I steeped this tea sixteen times in a 60ml gaiwan with 4.5g leaf and 200 degree water. I gave it a 10 second rinse and a 10 second rest. I steeped it for 5 sec, 5 sec, 7 sec, 10 sec, 15 sec, 20 sec, 25 sec, 30 sec, 45 sec, 1 min, 1.5 min, 2 min, 2.5 min, 3 min, 3.5 min and 4 min. Again the leaves were not spent. If I had the patience to steep it for five and ten minutes I am quite sure this tea would have gone twenty steeps. I cannot remember a raw puerh that I liked as much as this tea. I think it is better than his Spring 2015 tea.
Flavors: Apricot, Stonefruits, Sweet, White Grapes
Decided to drink this today. The leaves even look tasty with this puerh. There are a variety of notes to this tea. There is a barely perceptible bitterness to it. There are sweet notes to this tea, the traditional descriptions of apricots and stonefruits apply. After thirteen steeps I am feeling an effect from this tea, I am feeling its qi I guess. I’m not quite teadrunk but I feel the effect of this tea. I suppose I could be feeling the caffeine but I think it is the qi. The reason I was able to give it thirteen steeps in one session is I recently bought a very small gaiwan from Dragon Tea House. They rate it at 50ml, I have been told it is 60ml. I have not gotten around to measuring it yet but I assume it is 60ml.

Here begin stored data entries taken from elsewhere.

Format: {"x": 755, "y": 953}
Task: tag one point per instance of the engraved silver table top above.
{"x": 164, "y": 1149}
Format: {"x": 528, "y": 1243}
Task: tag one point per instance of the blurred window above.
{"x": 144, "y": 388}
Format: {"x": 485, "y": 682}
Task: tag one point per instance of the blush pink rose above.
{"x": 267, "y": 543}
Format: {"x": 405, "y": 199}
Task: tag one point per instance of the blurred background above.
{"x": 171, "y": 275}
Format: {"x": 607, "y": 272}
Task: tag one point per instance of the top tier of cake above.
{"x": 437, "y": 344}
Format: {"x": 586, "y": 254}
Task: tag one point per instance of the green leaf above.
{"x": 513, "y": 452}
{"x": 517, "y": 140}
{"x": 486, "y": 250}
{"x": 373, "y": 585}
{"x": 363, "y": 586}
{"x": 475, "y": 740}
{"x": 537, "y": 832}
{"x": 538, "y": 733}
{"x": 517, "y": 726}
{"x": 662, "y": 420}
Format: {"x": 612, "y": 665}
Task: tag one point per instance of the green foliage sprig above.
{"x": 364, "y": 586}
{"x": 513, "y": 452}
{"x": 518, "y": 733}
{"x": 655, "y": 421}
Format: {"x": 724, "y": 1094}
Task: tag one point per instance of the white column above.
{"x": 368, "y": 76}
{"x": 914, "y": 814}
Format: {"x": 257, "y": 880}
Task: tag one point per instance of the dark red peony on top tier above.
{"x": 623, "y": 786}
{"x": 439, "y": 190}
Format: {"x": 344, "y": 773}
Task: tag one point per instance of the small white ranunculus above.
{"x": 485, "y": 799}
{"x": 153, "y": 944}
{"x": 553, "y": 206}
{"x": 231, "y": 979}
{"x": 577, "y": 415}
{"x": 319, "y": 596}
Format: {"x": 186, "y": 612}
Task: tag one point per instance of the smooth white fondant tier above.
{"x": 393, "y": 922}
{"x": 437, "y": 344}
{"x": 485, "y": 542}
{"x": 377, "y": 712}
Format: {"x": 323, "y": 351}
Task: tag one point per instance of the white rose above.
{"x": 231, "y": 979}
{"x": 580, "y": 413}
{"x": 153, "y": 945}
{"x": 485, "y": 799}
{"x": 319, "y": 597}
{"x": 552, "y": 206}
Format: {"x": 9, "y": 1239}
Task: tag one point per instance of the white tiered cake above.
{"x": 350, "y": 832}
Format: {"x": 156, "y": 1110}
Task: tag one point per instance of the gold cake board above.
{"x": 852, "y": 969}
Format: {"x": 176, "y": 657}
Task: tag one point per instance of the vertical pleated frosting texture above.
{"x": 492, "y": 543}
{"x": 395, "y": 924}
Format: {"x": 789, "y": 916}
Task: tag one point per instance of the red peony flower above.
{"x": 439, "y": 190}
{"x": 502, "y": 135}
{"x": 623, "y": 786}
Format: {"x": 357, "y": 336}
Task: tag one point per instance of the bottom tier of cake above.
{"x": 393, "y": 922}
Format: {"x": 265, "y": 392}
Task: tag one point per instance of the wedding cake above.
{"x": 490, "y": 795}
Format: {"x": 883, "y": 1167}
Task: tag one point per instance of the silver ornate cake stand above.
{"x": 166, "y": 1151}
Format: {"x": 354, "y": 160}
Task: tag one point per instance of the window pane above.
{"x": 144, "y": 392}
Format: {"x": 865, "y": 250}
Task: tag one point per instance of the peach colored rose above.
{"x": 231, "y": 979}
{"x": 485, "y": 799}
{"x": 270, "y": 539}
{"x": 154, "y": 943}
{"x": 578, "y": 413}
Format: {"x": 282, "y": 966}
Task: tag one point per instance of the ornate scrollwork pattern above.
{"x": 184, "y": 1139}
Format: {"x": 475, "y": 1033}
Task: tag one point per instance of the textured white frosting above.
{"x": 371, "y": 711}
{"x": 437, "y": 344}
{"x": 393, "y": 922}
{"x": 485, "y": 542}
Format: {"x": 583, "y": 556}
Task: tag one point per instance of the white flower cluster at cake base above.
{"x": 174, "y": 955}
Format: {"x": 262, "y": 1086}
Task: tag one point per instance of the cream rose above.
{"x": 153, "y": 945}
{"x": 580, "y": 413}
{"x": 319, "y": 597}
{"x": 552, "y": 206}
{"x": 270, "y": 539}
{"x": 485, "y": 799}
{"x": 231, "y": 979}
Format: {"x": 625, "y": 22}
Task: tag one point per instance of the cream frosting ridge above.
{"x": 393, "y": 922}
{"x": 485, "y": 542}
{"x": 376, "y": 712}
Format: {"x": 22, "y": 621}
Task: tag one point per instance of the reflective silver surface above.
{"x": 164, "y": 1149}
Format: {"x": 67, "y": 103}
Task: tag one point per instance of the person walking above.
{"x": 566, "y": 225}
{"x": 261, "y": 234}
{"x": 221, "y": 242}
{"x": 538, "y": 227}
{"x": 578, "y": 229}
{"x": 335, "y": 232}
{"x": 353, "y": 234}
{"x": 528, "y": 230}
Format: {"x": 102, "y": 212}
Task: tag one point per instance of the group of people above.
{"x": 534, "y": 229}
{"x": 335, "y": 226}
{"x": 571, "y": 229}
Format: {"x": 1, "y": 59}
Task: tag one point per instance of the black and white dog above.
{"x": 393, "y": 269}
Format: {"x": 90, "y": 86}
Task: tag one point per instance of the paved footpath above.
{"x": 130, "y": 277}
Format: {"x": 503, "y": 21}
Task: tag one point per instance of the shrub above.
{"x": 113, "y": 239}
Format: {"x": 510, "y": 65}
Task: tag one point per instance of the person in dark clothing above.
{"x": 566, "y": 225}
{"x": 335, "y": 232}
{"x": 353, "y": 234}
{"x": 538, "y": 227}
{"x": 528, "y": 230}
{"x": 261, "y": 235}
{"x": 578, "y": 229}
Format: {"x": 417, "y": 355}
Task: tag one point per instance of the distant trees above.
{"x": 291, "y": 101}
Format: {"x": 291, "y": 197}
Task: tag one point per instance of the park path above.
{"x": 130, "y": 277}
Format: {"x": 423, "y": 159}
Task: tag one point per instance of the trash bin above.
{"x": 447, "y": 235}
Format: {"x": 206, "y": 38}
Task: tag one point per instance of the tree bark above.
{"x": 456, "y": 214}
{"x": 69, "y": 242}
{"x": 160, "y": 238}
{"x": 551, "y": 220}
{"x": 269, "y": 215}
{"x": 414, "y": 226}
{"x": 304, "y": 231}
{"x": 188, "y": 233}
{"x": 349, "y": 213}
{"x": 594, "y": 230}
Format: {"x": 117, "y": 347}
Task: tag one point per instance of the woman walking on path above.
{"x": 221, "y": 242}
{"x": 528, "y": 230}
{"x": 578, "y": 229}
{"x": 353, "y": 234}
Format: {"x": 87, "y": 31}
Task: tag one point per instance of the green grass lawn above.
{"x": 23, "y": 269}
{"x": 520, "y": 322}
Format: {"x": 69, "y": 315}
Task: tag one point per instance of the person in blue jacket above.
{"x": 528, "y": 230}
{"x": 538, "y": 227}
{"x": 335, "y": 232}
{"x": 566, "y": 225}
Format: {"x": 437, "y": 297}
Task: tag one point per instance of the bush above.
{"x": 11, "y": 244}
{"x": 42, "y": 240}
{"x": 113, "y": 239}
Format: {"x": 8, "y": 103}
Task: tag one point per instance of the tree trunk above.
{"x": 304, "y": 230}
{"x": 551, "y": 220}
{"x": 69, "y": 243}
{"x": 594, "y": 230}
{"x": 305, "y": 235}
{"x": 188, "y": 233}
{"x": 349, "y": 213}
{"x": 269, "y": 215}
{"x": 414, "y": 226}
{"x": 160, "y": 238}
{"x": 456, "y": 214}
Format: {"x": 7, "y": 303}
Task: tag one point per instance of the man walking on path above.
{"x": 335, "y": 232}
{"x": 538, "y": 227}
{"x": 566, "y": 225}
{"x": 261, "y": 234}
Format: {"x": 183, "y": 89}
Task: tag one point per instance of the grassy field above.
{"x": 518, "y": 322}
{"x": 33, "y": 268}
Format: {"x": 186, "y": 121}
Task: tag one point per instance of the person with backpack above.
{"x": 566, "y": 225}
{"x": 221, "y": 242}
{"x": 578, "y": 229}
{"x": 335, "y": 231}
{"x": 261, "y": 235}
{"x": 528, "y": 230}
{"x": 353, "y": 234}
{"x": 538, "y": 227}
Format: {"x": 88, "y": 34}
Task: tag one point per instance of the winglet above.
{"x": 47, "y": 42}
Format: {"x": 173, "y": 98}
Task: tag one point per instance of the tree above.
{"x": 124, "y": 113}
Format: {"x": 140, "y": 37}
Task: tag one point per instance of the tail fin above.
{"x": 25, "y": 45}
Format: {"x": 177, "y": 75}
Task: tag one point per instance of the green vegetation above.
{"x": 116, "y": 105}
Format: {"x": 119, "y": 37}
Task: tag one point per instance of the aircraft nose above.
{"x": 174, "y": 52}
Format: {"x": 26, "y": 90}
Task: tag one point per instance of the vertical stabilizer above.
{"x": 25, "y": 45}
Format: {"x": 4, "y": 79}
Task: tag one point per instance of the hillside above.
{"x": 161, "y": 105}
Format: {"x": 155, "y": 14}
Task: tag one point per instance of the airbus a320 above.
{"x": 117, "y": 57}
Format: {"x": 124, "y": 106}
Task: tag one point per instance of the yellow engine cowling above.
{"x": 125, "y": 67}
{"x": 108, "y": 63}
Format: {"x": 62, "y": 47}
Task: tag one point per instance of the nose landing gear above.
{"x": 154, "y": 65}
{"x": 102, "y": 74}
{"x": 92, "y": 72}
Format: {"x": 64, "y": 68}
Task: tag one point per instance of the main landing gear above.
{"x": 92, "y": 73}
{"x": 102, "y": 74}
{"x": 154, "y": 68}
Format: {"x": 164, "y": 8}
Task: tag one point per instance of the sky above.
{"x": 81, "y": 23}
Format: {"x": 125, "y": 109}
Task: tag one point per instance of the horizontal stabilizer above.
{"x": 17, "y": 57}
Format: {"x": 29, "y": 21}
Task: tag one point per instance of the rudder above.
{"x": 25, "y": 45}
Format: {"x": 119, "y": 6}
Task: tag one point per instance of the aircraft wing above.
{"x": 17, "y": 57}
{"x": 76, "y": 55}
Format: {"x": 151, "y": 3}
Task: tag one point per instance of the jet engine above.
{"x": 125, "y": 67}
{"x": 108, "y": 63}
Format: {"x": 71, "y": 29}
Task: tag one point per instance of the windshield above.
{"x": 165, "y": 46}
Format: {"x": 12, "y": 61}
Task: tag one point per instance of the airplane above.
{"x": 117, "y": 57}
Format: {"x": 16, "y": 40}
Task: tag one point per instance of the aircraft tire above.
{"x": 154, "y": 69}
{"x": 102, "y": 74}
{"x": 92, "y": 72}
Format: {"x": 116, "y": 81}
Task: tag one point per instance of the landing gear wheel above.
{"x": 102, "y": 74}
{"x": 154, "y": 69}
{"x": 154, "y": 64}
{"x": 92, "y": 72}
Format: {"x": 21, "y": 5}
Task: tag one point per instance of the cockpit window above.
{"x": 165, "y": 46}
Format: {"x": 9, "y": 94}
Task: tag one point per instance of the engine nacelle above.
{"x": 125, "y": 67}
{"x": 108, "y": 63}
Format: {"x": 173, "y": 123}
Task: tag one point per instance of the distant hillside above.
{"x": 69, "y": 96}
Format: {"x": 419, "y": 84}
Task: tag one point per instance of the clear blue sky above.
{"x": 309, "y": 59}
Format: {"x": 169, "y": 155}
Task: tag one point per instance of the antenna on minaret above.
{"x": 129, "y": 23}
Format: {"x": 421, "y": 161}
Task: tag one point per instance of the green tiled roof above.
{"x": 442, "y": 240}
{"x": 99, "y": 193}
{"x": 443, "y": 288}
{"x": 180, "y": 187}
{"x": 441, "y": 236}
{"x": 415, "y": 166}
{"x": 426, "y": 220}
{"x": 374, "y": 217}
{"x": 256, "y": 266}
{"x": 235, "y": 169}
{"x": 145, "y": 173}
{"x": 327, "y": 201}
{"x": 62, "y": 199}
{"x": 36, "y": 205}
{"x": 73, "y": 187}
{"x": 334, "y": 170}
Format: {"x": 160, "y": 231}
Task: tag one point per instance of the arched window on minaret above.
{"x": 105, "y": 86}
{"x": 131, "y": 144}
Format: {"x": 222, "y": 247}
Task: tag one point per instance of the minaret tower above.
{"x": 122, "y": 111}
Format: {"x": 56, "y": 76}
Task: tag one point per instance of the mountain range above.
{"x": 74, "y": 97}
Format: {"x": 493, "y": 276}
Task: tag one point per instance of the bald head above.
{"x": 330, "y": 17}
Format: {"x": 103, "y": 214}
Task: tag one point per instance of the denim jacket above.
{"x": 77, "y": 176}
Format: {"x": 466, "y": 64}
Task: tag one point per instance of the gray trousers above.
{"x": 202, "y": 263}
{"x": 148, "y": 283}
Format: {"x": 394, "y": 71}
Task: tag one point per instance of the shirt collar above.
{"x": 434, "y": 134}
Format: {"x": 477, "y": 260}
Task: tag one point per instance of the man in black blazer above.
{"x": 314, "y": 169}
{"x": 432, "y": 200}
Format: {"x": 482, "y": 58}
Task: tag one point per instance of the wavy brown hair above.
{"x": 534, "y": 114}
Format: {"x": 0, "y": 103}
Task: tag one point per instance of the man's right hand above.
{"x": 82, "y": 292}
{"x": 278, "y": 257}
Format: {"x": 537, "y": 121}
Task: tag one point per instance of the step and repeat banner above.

There is a strong aftertaste to this tea. I can taste it even in between sips. No doubt I will be tasting this tea long after I have finished my cup. I don’t know if I would rate the loose Misty Peaks tea as better or worse than their puerh cakes of which I have several. This is definitely among the very best raw puerh. I don’t even think it is considered gushu but I could be wrong.
I steeped this tea thirteen times in a 60ml gaiwan with 3.7g leaf and 200 degree water. I gave it a 10 second rinse and a 10 minute rest. I don’t know if ten minutes is enough time for the leaves to open up but it’s all I had patience for. I steeped it for 5 sec, 5 sec, 7 sec, 10 sec, 15 sec, 20 sec, 25 sec, 30 sec, 45 sec, 1 min, 1.5 min, 2 min and 2.5 min. I expect that this tea would make it to twenty steeps but I am at my caffeine limit. I might save the leaves for tomorrow, we’ll see.